В лице и голосе Глебова — сознание собственного достоинства и безграничное презрение к Нарышкину.

— Знаете, Семен Афанасьевич, — продолжает он, насмешливо кивая в сторону кровати, — я к нему вхожу, а он как набычится — ну чистый Тимофей! Думал, дурак, я его бить пришел. «Я, — говорю, — тебе щи принес, дурак ты! А сейчас второе принесу». А он все боится. Понятия в нем никакого!

Разумов ходит сияющий.

— Вот видишь! Я говорил же! — твердит он всем и каждому.

Король не унижается до объяснений. Как будто ровно ничего не произошло, как будто и не было этой истории с горном, камнем лежавшей на всех, и не свалился с него теперь этот камень.

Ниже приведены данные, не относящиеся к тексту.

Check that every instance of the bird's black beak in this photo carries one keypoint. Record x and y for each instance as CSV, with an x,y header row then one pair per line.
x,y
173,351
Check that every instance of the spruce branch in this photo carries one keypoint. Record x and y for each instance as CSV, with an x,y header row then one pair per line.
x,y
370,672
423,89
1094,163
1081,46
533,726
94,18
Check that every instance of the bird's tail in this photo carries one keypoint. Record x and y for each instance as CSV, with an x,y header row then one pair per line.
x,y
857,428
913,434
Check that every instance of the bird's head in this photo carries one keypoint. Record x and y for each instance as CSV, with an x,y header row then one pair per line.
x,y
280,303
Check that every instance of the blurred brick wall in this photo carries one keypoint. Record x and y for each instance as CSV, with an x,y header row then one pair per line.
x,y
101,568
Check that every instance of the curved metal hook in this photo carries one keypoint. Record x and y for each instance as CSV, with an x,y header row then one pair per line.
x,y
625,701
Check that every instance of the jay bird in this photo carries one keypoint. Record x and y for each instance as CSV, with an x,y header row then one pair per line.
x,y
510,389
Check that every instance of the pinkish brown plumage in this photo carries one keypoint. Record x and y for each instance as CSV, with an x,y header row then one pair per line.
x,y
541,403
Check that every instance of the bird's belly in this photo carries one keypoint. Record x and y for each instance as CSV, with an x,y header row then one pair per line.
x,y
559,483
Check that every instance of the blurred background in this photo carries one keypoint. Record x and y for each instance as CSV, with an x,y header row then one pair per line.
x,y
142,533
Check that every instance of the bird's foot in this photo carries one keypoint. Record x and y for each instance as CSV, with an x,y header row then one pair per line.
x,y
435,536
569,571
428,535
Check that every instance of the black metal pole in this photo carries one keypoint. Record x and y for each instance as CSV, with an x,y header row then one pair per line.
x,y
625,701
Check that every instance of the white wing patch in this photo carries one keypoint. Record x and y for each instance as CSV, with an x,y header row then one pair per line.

— Что же ты, Король, — рассудительно говорит Коробочкин. — Вот чудак! И зачем ты на себя наговаривал? Все равно ведь никто не верил.

— Отстань. Надоело, — отрывисто отвечает Король, щуря желтые глаза. — Известно, зачем: чтоб к Володьке не приставали.

Понимать его надо так: «Володька слабый. Я сильный. Мне это нипочем. И всё. Не желаю больше об этом думать».